I have some unfinished work on a slightly more maximal model, where you can tag types with their method of construction and thus distinguish between identically defined inductive types or functions vs universes vs structures

#### Mario Carneiro (Oct 23 2022 at 03:46):

The cardinality model seems straightforward enough but it has not been written down in detail

#### Mario Carneiro (Oct 23 2022 at 03:47):

It would probably make more sense to write down a scheme for constructing models with any collection of types under some assumptions

#### Mario Carneiro (Oct 23 2022 at 03:48):

Assuming there are no issues in the construction, the cardinality model implies that the *only* thing you can use to provably distinguish types in lean is cardinality

#### Mario Carneiro (Oct 23 2022 at 03:57):

In more detail, the cardinality model works as follows: Types are represented as cardinals (initial ordinals), and we fix in advance a family of bijections for every possible way you can interpret a cardinal as a pair, a sigma type, a function type, a universe etc. The elements of a type are just the elements of the cardinal in the ZFC sense. Then when $f : A \to B$ and $x : A$, $f\;x$ is interpreted as taking $f \in |A \to B|$, using the chosen bijection $\tau_{|A|,|B|}:|A \to B|\simeq(|A| \to |B|)$ to get a function $\tau_{|A|,|B|}(f)$, and then applying it to $x$ to get an element $\tau_{|A|,|B|}(f)(x)\in |B|$.

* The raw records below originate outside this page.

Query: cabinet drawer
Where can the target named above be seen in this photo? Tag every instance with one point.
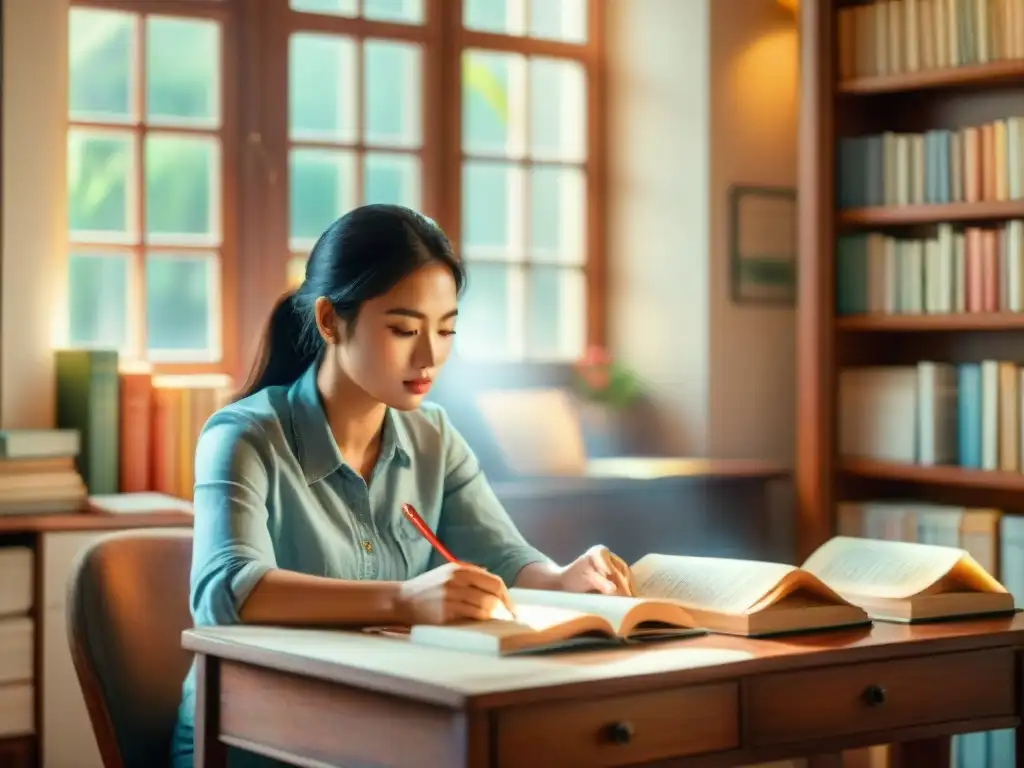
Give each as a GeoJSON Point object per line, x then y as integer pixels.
{"type": "Point", "coordinates": [621, 730]}
{"type": "Point", "coordinates": [863, 697]}
{"type": "Point", "coordinates": [16, 581]}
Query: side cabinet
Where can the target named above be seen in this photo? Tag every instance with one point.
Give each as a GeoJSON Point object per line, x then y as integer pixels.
{"type": "Point", "coordinates": [67, 732]}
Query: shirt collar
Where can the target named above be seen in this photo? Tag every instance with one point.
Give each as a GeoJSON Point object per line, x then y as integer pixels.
{"type": "Point", "coordinates": [316, 451]}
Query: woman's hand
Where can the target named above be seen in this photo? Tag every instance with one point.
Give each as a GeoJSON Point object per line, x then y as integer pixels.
{"type": "Point", "coordinates": [454, 592]}
{"type": "Point", "coordinates": [596, 570]}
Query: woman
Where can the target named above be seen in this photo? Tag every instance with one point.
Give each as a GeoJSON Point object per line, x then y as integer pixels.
{"type": "Point", "coordinates": [299, 483]}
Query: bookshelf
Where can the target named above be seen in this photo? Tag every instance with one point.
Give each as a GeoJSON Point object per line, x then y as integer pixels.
{"type": "Point", "coordinates": [841, 98]}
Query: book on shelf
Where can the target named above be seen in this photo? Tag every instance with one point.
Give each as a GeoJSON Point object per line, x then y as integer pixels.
{"type": "Point", "coordinates": [897, 37]}
{"type": "Point", "coordinates": [969, 269]}
{"type": "Point", "coordinates": [674, 595]}
{"type": "Point", "coordinates": [38, 472]}
{"type": "Point", "coordinates": [967, 415]}
{"type": "Point", "coordinates": [976, 164]}
{"type": "Point", "coordinates": [908, 582]}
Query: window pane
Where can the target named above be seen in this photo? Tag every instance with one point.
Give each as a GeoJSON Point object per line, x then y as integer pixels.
{"type": "Point", "coordinates": [182, 188]}
{"type": "Point", "coordinates": [182, 89]}
{"type": "Point", "coordinates": [322, 92]}
{"type": "Point", "coordinates": [408, 11]}
{"type": "Point", "coordinates": [332, 7]}
{"type": "Point", "coordinates": [556, 313]}
{"type": "Point", "coordinates": [97, 297]}
{"type": "Point", "coordinates": [557, 214]}
{"type": "Point", "coordinates": [101, 50]}
{"type": "Point", "coordinates": [502, 16]}
{"type": "Point", "coordinates": [182, 301]}
{"type": "Point", "coordinates": [391, 86]}
{"type": "Point", "coordinates": [389, 177]}
{"type": "Point", "coordinates": [557, 110]}
{"type": "Point", "coordinates": [101, 185]}
{"type": "Point", "coordinates": [488, 313]}
{"type": "Point", "coordinates": [295, 270]}
{"type": "Point", "coordinates": [559, 19]}
{"type": "Point", "coordinates": [323, 187]}
{"type": "Point", "coordinates": [493, 89]}
{"type": "Point", "coordinates": [492, 210]}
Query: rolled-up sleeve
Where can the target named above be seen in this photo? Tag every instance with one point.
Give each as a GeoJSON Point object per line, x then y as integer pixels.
{"type": "Point", "coordinates": [473, 522]}
{"type": "Point", "coordinates": [231, 548]}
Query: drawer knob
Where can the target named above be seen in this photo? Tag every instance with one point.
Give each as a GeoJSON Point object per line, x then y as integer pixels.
{"type": "Point", "coordinates": [621, 732]}
{"type": "Point", "coordinates": [875, 695]}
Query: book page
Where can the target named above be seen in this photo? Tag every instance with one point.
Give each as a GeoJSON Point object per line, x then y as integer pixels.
{"type": "Point", "coordinates": [707, 583]}
{"type": "Point", "coordinates": [881, 568]}
{"type": "Point", "coordinates": [532, 603]}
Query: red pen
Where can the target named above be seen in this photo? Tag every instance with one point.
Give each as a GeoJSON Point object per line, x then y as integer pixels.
{"type": "Point", "coordinates": [414, 517]}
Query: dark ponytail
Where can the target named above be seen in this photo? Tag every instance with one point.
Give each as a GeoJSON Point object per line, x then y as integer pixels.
{"type": "Point", "coordinates": [358, 257]}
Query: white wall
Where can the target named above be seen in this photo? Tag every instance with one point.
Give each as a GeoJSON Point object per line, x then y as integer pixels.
{"type": "Point", "coordinates": [32, 273]}
{"type": "Point", "coordinates": [658, 171]}
{"type": "Point", "coordinates": [702, 95]}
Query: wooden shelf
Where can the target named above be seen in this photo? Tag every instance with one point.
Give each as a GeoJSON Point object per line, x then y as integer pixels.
{"type": "Point", "coordinates": [944, 475]}
{"type": "Point", "coordinates": [916, 323]}
{"type": "Point", "coordinates": [927, 214]}
{"type": "Point", "coordinates": [980, 75]}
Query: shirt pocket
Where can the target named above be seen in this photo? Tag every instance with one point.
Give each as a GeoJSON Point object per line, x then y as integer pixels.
{"type": "Point", "coordinates": [416, 550]}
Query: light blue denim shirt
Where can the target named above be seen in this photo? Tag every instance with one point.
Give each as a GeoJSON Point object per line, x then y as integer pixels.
{"type": "Point", "coordinates": [272, 491]}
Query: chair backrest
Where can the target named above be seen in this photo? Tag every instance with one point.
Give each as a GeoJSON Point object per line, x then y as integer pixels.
{"type": "Point", "coordinates": [127, 607]}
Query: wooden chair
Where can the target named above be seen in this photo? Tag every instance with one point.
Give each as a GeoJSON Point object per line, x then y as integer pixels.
{"type": "Point", "coordinates": [127, 606]}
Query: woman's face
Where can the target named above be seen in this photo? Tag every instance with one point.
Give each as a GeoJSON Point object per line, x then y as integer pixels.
{"type": "Point", "coordinates": [401, 339]}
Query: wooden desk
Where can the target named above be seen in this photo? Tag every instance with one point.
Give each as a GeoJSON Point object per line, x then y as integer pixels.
{"type": "Point", "coordinates": [320, 697]}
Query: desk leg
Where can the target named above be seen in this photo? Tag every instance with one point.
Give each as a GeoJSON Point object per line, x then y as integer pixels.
{"type": "Point", "coordinates": [931, 752]}
{"type": "Point", "coordinates": [210, 751]}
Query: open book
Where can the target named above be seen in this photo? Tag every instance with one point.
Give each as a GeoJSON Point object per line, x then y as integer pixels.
{"type": "Point", "coordinates": [908, 582]}
{"type": "Point", "coordinates": [673, 595]}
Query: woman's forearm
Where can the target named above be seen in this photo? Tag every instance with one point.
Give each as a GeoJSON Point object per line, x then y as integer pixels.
{"type": "Point", "coordinates": [286, 597]}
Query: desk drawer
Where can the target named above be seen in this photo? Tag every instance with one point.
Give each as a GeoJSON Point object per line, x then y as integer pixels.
{"type": "Point", "coordinates": [621, 730]}
{"type": "Point", "coordinates": [864, 697]}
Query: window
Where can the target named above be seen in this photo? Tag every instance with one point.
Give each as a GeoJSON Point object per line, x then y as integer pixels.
{"type": "Point", "coordinates": [150, 236]}
{"type": "Point", "coordinates": [285, 114]}
{"type": "Point", "coordinates": [523, 169]}
{"type": "Point", "coordinates": [355, 113]}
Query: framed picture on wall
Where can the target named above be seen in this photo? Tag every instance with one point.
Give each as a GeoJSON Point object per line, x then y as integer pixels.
{"type": "Point", "coordinates": [763, 245]}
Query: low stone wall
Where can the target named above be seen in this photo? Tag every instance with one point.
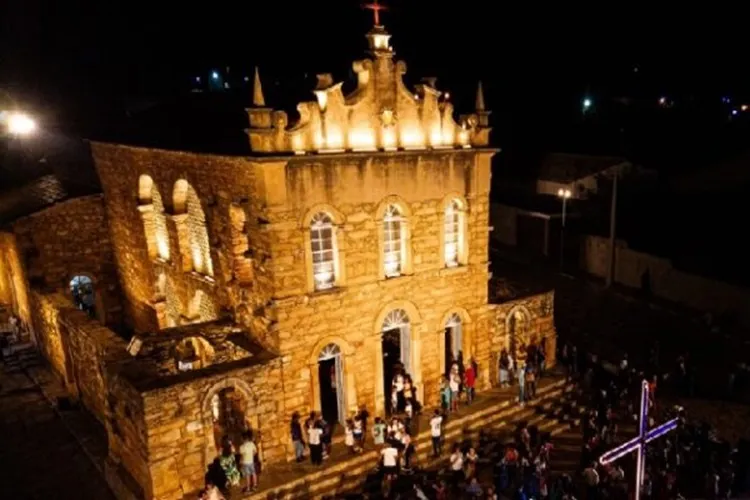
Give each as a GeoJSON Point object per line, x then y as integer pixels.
{"type": "Point", "coordinates": [180, 426]}
{"type": "Point", "coordinates": [534, 323]}
{"type": "Point", "coordinates": [656, 275]}
{"type": "Point", "coordinates": [69, 239]}
{"type": "Point", "coordinates": [77, 347]}
{"type": "Point", "coordinates": [13, 282]}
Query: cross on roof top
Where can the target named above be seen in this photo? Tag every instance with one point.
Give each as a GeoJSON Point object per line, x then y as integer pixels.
{"type": "Point", "coordinates": [375, 7]}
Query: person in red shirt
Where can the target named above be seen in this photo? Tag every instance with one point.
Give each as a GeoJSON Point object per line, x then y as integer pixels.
{"type": "Point", "coordinates": [470, 379]}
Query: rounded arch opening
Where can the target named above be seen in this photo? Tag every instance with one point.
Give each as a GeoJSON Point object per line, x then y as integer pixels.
{"type": "Point", "coordinates": [228, 409]}
{"type": "Point", "coordinates": [518, 326]}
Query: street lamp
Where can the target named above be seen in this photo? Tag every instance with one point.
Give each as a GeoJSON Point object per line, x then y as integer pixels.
{"type": "Point", "coordinates": [563, 194]}
{"type": "Point", "coordinates": [20, 124]}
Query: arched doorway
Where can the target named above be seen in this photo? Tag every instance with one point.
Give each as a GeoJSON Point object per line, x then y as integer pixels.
{"type": "Point", "coordinates": [228, 412]}
{"type": "Point", "coordinates": [396, 341]}
{"type": "Point", "coordinates": [331, 379]}
{"type": "Point", "coordinates": [82, 289]}
{"type": "Point", "coordinates": [453, 340]}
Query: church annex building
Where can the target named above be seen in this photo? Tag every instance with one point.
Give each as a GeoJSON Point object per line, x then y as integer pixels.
{"type": "Point", "coordinates": [292, 280]}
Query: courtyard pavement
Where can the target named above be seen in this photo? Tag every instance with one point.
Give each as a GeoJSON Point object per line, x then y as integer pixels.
{"type": "Point", "coordinates": [41, 458]}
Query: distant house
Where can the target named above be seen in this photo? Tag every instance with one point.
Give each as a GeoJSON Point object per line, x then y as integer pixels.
{"type": "Point", "coordinates": [582, 174]}
{"type": "Point", "coordinates": [530, 222]}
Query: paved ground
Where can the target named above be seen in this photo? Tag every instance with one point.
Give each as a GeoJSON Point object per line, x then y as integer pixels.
{"type": "Point", "coordinates": [40, 457]}
{"type": "Point", "coordinates": [611, 322]}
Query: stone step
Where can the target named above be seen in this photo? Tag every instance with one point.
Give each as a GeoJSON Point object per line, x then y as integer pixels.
{"type": "Point", "coordinates": [351, 473]}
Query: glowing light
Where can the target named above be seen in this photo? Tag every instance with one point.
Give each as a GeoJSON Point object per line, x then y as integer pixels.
{"type": "Point", "coordinates": [389, 138]}
{"type": "Point", "coordinates": [638, 443]}
{"type": "Point", "coordinates": [322, 96]}
{"type": "Point", "coordinates": [297, 143]}
{"type": "Point", "coordinates": [463, 138]}
{"type": "Point", "coordinates": [323, 280]}
{"type": "Point", "coordinates": [197, 259]}
{"type": "Point", "coordinates": [21, 124]}
{"type": "Point", "coordinates": [380, 41]}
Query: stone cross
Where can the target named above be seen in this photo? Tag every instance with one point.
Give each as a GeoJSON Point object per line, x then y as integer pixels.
{"type": "Point", "coordinates": [375, 7]}
{"type": "Point", "coordinates": [638, 443]}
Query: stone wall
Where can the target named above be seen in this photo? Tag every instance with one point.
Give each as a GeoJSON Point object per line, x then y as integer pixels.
{"type": "Point", "coordinates": [641, 270]}
{"type": "Point", "coordinates": [231, 199]}
{"type": "Point", "coordinates": [355, 189]}
{"type": "Point", "coordinates": [178, 427]}
{"type": "Point", "coordinates": [77, 347]}
{"type": "Point", "coordinates": [70, 239]}
{"type": "Point", "coordinates": [13, 282]}
{"type": "Point", "coordinates": [537, 326]}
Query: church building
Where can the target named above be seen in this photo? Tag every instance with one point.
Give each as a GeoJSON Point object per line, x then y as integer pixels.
{"type": "Point", "coordinates": [353, 239]}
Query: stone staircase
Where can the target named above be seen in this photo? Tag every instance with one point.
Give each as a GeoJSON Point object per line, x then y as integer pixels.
{"type": "Point", "coordinates": [554, 411]}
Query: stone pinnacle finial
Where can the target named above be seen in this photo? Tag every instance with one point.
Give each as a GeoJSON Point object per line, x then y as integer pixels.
{"type": "Point", "coordinates": [258, 99]}
{"type": "Point", "coordinates": [480, 98]}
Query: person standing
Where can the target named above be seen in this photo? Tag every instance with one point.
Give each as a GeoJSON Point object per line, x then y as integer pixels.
{"type": "Point", "coordinates": [470, 380]}
{"type": "Point", "coordinates": [314, 432]}
{"type": "Point", "coordinates": [248, 452]}
{"type": "Point", "coordinates": [521, 373]}
{"type": "Point", "coordinates": [297, 439]}
{"type": "Point", "coordinates": [436, 432]}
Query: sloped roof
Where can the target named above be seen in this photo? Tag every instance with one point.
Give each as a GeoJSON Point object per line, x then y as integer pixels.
{"type": "Point", "coordinates": [32, 184]}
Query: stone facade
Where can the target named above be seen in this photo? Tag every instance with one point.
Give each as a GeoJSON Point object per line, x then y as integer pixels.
{"type": "Point", "coordinates": [245, 279]}
{"type": "Point", "coordinates": [66, 240]}
{"type": "Point", "coordinates": [13, 282]}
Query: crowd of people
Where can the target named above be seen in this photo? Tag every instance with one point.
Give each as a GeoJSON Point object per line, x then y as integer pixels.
{"type": "Point", "coordinates": [689, 461]}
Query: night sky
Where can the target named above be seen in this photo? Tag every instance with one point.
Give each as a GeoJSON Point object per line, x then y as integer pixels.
{"type": "Point", "coordinates": [76, 59]}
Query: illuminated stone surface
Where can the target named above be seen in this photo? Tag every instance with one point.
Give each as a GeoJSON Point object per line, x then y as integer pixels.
{"type": "Point", "coordinates": [214, 264]}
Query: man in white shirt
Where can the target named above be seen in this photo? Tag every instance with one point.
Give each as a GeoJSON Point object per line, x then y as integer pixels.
{"type": "Point", "coordinates": [457, 464]}
{"type": "Point", "coordinates": [248, 451]}
{"type": "Point", "coordinates": [436, 431]}
{"type": "Point", "coordinates": [390, 461]}
{"type": "Point", "coordinates": [313, 440]}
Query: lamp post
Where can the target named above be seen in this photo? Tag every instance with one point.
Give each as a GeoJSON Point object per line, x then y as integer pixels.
{"type": "Point", "coordinates": [563, 194]}
{"type": "Point", "coordinates": [17, 124]}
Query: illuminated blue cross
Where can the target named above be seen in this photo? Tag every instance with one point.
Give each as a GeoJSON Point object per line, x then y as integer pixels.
{"type": "Point", "coordinates": [638, 443]}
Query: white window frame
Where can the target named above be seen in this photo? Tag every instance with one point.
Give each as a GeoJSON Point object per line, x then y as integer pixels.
{"type": "Point", "coordinates": [323, 259]}
{"type": "Point", "coordinates": [453, 237]}
{"type": "Point", "coordinates": [393, 241]}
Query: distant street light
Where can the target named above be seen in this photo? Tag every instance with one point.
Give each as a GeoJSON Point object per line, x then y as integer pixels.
{"type": "Point", "coordinates": [20, 124]}
{"type": "Point", "coordinates": [563, 194]}
{"type": "Point", "coordinates": [587, 103]}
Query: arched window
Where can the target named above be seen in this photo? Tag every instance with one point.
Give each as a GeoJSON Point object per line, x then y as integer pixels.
{"type": "Point", "coordinates": [454, 337]}
{"type": "Point", "coordinates": [154, 220]}
{"type": "Point", "coordinates": [454, 233]}
{"type": "Point", "coordinates": [394, 248]}
{"type": "Point", "coordinates": [323, 247]}
{"type": "Point", "coordinates": [197, 246]}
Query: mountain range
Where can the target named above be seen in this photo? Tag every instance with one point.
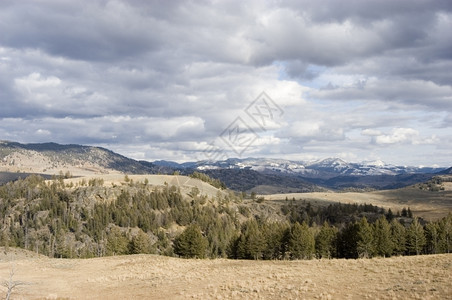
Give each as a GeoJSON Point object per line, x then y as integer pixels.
{"type": "Point", "coordinates": [262, 175]}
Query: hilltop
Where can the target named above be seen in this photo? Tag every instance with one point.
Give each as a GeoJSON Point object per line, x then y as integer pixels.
{"type": "Point", "coordinates": [52, 158]}
{"type": "Point", "coordinates": [258, 175]}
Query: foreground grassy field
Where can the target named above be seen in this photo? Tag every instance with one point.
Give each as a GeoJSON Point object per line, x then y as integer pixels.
{"type": "Point", "coordinates": [158, 277]}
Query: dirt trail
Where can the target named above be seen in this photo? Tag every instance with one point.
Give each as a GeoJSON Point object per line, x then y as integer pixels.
{"type": "Point", "coordinates": [157, 277]}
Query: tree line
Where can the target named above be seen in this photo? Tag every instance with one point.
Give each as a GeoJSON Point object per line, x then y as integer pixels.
{"type": "Point", "coordinates": [90, 219]}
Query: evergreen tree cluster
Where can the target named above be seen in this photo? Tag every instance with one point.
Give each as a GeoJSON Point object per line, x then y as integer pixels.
{"type": "Point", "coordinates": [88, 220]}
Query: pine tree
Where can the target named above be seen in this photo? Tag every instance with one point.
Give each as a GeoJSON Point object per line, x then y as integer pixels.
{"type": "Point", "coordinates": [432, 238]}
{"type": "Point", "coordinates": [301, 242]}
{"type": "Point", "coordinates": [141, 243]}
{"type": "Point", "coordinates": [117, 242]}
{"type": "Point", "coordinates": [382, 238]}
{"type": "Point", "coordinates": [445, 234]}
{"type": "Point", "coordinates": [398, 237]}
{"type": "Point", "coordinates": [365, 244]}
{"type": "Point", "coordinates": [190, 243]}
{"type": "Point", "coordinates": [325, 241]}
{"type": "Point", "coordinates": [415, 238]}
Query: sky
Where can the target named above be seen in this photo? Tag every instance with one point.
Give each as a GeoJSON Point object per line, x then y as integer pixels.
{"type": "Point", "coordinates": [193, 80]}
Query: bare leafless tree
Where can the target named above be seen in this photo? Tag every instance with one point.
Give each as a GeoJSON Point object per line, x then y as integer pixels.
{"type": "Point", "coordinates": [11, 284]}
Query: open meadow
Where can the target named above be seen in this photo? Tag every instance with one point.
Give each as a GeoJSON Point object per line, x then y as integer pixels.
{"type": "Point", "coordinates": [159, 277]}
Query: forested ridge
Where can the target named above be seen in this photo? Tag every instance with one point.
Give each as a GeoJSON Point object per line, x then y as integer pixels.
{"type": "Point", "coordinates": [89, 219]}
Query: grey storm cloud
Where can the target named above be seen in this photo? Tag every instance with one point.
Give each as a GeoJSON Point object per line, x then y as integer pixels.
{"type": "Point", "coordinates": [163, 79]}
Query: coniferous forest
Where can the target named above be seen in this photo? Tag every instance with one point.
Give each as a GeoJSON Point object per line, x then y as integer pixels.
{"type": "Point", "coordinates": [89, 219]}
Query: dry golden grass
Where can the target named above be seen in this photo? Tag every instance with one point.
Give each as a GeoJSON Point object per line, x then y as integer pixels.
{"type": "Point", "coordinates": [157, 277]}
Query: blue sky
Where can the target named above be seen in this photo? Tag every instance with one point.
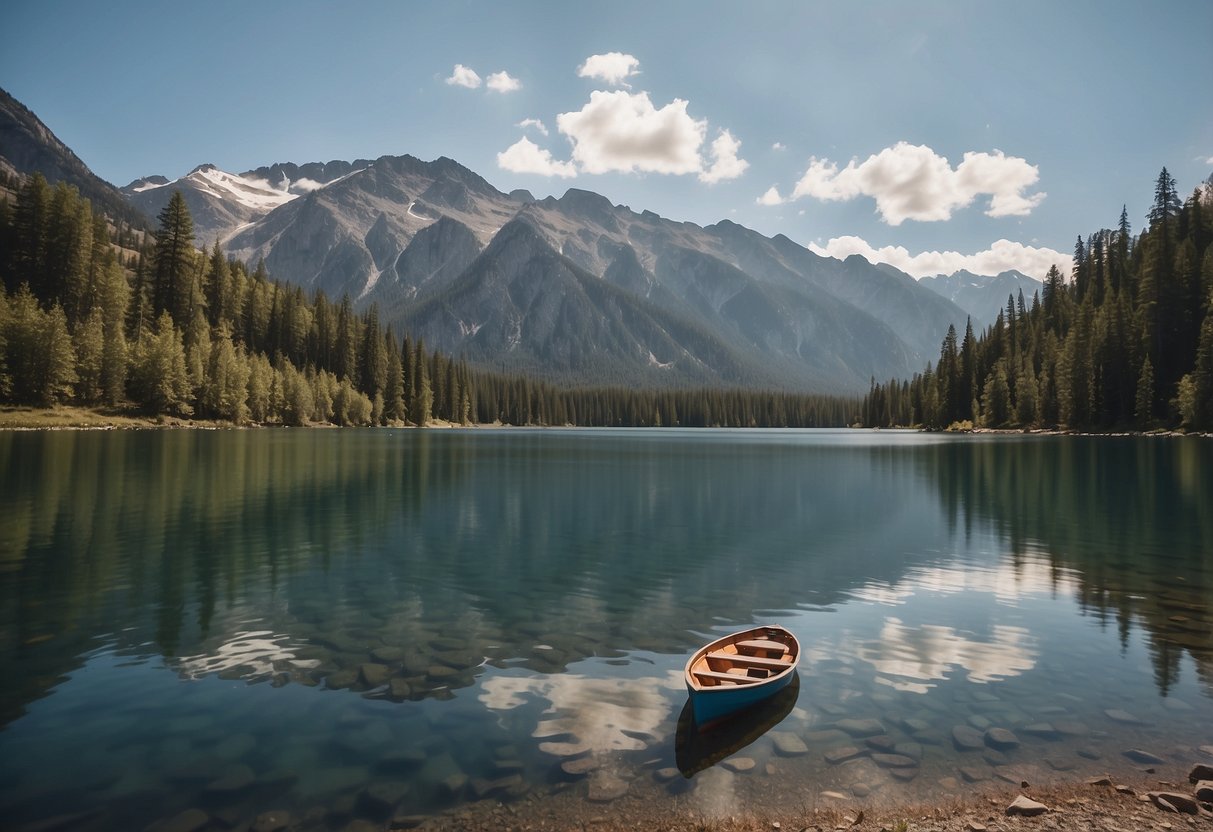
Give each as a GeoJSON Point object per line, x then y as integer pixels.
{"type": "Point", "coordinates": [995, 131]}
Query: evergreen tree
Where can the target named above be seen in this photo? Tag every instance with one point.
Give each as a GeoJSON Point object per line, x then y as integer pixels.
{"type": "Point", "coordinates": [423, 399]}
{"type": "Point", "coordinates": [113, 295]}
{"type": "Point", "coordinates": [30, 232]}
{"type": "Point", "coordinates": [1144, 410]}
{"type": "Point", "coordinates": [158, 377]}
{"type": "Point", "coordinates": [172, 279]}
{"type": "Point", "coordinates": [393, 393]}
{"type": "Point", "coordinates": [90, 353]}
{"type": "Point", "coordinates": [226, 389]}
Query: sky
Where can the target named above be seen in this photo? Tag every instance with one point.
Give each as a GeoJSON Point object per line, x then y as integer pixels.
{"type": "Point", "coordinates": [933, 136]}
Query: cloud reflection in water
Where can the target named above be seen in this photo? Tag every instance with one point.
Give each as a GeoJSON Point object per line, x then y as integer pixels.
{"type": "Point", "coordinates": [599, 714]}
{"type": "Point", "coordinates": [906, 657]}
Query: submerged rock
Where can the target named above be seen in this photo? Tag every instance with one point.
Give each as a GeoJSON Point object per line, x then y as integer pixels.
{"type": "Point", "coordinates": [191, 820]}
{"type": "Point", "coordinates": [861, 728]}
{"type": "Point", "coordinates": [605, 787]}
{"type": "Point", "coordinates": [1026, 807]}
{"type": "Point", "coordinates": [967, 739]}
{"type": "Point", "coordinates": [238, 779]}
{"type": "Point", "coordinates": [789, 745]}
{"type": "Point", "coordinates": [581, 765]}
{"type": "Point", "coordinates": [894, 761]}
{"type": "Point", "coordinates": [836, 756]}
{"type": "Point", "coordinates": [1043, 730]}
{"type": "Point", "coordinates": [1143, 757]}
{"type": "Point", "coordinates": [1001, 739]}
{"type": "Point", "coordinates": [1174, 802]}
{"type": "Point", "coordinates": [739, 764]}
{"type": "Point", "coordinates": [271, 821]}
{"type": "Point", "coordinates": [372, 674]}
{"type": "Point", "coordinates": [973, 775]}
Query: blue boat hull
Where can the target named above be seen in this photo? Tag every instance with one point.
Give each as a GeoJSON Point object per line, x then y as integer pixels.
{"type": "Point", "coordinates": [715, 704]}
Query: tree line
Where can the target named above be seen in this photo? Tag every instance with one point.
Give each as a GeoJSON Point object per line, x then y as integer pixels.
{"type": "Point", "coordinates": [1125, 343]}
{"type": "Point", "coordinates": [98, 314]}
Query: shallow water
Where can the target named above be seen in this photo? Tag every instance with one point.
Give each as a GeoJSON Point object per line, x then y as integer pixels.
{"type": "Point", "coordinates": [365, 624]}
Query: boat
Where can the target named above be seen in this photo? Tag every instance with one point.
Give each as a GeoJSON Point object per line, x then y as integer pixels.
{"type": "Point", "coordinates": [740, 671]}
{"type": "Point", "coordinates": [696, 750]}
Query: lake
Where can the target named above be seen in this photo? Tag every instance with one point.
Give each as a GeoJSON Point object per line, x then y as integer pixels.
{"type": "Point", "coordinates": [365, 625]}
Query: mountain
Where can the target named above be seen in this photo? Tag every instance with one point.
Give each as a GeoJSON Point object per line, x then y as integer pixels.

#### Kevin Buzzard (Oct 23 2022 at 07:07):

@DayDun the point is that equality of types is often neither provable nor disprovable, because the axioms of type theory don't tell you what's going on "under the hood". An analogy would be that if I don't explicitly tell you which construction of the integers I'm using in a model of mathematics built within set theory then you can never be 100% sure whether the set underlying the integers happens to conclude with the set underlying the naturals.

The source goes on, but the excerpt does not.